3. The appendix contains several formatting issues, particularly with tables. Inconsistencies include varying font sizes, tables floating in the middle of pages, and some tables exceeding the page width. These layout problems affect readability and detract from the paper's presentation quality.

1. The rationality of ScaleBench is questionable. First, while the perspective effect often occurs in crowd localization, there exist images that are captured from different angles (e.g., top view). In such scenarios, image distribution regularization may fail to partition the images correctly. Second, in the real world, scale shift is often coupled with other factors, such as occlusion, weather, and appearance. For example, when the object suffers from significant appearance variations, the counting model may fail to localize objects even if training and testing data yield the same scale distribution. Third, dividing images into patches will inevitably result in incomplete objects, which could affect the localization results.

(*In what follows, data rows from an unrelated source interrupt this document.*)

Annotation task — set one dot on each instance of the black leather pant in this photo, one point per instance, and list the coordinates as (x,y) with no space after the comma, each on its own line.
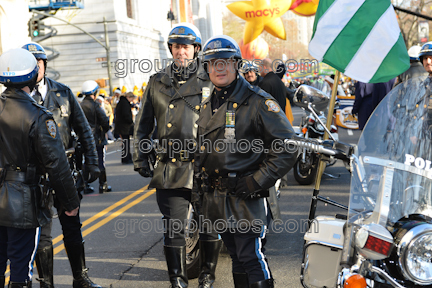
(174,205)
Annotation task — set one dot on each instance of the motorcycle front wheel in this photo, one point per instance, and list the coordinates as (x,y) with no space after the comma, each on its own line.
(305,172)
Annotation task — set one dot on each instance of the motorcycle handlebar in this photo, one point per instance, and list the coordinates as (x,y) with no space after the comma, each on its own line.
(331,148)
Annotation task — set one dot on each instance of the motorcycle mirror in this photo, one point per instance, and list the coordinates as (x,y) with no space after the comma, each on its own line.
(307,94)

Therefore, evaluations on ScaleBench may not rigorously reflect the influence of scale shift.
2. The proposed SemanticHook does not exhibit superiority over existing methods. As shown in Table 1, the simplest baseline ERM already achieves good results. The proposed method is not necessarily better than ERM.
3. Following the previous comment, the rationale of SemanticHook is not entirely convincing. Eq. 6 suggests that p(s, c, …) can lead to a spurious association between the output y and scale c. This term is a joint distribution of semantic s and scale c. However, the authors merely try to enhance the semantic association between semantic s and output y. Experimental results demonstrate that such a technique does not address scale shift effectively. Additionally, perturbing image is not a new idea, which is widely used in adversarial attack.
4. It appears that the influence of image interpolation is not rigorously quantified in Table 4. First, the implementation of Random Augmentation shall be modified according to different domains, i.e., the range of random scaling should be customized based on domain Tiny, Small, and Normal. Second, it is necessary to train the model using different source domains to identify the effect of image interpolation. The results on domain Big are insufficient to conclude that the benefits of image interpolation are modest.
5. Regarding training details. In practice, random scaling is commonly used to alleviate scale variations. As the authors use this technique to train the model, the reported results may not correctly reveal the effect of scale shift, because random scaling already simulates different scales.
6. The paper lacks evaluations on previous methods featuring multi-scale architecture, e.g., STEER. Evaluations on these methods are helpful in revealing whether previous methods can handle scale variations.